This repository provides the implementation for generating pattern-ware local explanations for Outcome-Base PPM, using the PABLO framework introduced in the paper.
To rerun the experiments presented in the paper, we first need to download and unzip the datasets archive file found at this link:https://drive.google.com/file/d/1Jr4RM4dRlbi-aXAxNaifRVGLDOnhlIdN/view?usp=sharing.
Make sure that the datasets are placed within the project PABLO folder.
Afterwards, a Conda/virtualenv environment has to be setup, then the requirements can be installed by opening a Terminal instance,
going to the PABLO folder and running following command: pip install -e .
The simple-index results can be obtained by running the python impressed_pipeline_simple_index.py
file,
while the simple-trace index encoding implementation is obtained by running python impressed_pipeline.py
.
To adjust the datasets to be run, or the prefix lengths considered, one can comment out the dataset list and/or prefix lengths
found at the end of each script file:
dataset_list = {
'bpic2012_O_ACCEPTED-COMPLETE':[20,25,30,35],
'bpic2012_O_CANCELLED-COMPLETE':[20,25,30,35],
'bpic2012_O_DECLINED-COMPLETE':[20,25,30,35],
'sepsis_cases_1':[5,9,13,16],
'sepsis_cases_2':[5,9,13,16],
'sepsis_cases_4':[5,9,13,16],
'BPIC17_O_ACCEPTED':[15,20,25,30],
'BPIC17_O_CANCELLED':[15,20,25,30],
'BPIC17_O_REFUSED':[15,20,25,30],
}
pipelines = [True,False]
for dataset, prefix_lengths in dataset_list.items():
for prefix_length in prefix_lengths:
for pipeline in pipelines:
if 'bpic2012' in dataset:
seed = 48
elif 'sepsis' in dataset:
seed = 56
else:
seed = 48
print(os.path.join('datasets',dataset, 'full.xes'))
CONF = {
'data': os.path.join('datasets',dataset, 'full.xes'),
'train_val_test_split': [0.7, 0.15, 0.15],
'output': os.path.join('..', 'output_data'),
'prefix_length_strategy': PrefixLengthStrategy.FIXED.value,
'prefix_length': prefix_length,
'padding': True, # TODO, why use of padding?
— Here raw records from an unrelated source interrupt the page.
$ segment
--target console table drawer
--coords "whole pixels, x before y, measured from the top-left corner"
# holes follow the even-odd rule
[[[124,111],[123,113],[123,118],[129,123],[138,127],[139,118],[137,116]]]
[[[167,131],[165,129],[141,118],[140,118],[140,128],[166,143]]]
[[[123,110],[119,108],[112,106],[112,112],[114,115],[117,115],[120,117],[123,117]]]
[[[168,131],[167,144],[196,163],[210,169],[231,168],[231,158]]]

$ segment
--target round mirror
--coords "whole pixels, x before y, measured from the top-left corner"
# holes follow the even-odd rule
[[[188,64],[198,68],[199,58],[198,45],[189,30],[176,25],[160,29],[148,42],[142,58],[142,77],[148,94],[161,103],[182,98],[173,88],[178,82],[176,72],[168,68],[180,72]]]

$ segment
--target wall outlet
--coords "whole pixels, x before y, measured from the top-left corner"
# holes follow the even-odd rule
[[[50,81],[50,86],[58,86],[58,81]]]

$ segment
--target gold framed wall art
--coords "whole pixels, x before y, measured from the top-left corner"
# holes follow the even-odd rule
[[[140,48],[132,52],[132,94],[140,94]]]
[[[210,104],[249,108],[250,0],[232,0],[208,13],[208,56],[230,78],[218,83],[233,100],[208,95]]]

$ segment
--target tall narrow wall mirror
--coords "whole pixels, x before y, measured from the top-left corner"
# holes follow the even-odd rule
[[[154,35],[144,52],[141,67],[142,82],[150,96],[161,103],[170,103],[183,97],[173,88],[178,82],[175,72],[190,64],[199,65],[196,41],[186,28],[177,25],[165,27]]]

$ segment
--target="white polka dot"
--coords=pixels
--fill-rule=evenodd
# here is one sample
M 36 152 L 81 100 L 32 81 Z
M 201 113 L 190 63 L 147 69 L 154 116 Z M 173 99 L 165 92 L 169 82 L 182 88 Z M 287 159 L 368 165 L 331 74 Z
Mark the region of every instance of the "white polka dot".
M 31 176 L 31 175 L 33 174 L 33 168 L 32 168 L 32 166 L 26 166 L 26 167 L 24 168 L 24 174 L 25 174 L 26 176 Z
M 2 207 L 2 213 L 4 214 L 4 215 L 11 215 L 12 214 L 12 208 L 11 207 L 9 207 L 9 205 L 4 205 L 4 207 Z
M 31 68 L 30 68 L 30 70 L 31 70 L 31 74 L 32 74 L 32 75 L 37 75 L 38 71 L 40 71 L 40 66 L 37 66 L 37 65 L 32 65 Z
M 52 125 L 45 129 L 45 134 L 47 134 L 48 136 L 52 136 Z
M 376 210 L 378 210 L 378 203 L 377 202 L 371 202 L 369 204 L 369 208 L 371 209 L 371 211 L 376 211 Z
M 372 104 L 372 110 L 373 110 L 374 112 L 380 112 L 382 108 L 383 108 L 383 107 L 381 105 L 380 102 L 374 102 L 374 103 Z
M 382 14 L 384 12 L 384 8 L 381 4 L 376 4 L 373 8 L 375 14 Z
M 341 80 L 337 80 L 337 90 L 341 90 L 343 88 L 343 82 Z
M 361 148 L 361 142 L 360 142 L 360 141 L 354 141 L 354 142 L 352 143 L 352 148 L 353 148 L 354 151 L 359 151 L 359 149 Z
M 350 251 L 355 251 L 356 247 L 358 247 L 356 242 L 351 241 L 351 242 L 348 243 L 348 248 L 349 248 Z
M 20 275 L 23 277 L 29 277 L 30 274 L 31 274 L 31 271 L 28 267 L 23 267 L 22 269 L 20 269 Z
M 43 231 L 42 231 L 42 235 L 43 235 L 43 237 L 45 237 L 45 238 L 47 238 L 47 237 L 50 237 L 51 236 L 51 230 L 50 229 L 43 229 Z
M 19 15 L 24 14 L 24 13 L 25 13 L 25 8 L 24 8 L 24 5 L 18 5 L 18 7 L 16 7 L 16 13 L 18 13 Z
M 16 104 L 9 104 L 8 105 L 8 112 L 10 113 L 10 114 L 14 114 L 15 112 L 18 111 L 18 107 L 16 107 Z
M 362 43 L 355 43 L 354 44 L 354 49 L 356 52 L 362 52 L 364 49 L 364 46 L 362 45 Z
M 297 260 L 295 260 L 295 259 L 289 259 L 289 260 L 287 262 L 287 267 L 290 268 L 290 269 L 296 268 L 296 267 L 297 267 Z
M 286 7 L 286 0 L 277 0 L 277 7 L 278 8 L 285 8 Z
'feature_selection': EncodingType.SIMPLE_TRACE.value,
'task_generation_type': TaskGenerationType.ONLY_THIS.value,
'attribute_encoding': EncodingTypeAttribute.LABEL.value, # LABEL, ONEHOT
'labeling_type': LabelTypes.ATTRIBUTE_STRING.value,
'predictive_model': ClassificationMethods.XGBOOST.value, # RANDOM_FOREST, LSTM, PERCEPTRON
'explanator': ExplainerType.DICE_IMPRESSED.value, # SHAP, LRP, ICE, DICE
'threshold': 13,
'top_k': 10,
'hyperparameter_optimisation': True, # TODO, this parameter is not used
'hyperparameter_optimisation_target': HyperoptTarget.AUC.value,
'hyperparameter_optimisation_epochs': 20,
'time_encoding': TimeEncodingType.NONE.value,
'target_event': None,
'seed': seed,
'impressed_pipeline': pipeline,
}
run_simple_pipeline(CONF=CONF, dataset_name=dataset)
The CONF file also allows one to the different predictive models, found in the code, along with different seeds for the random number generators. The pipeline argument specifies whether the PABLO method is used, or the baseline method. The results are saved in the results folder, that is created at runtime when running the scripts.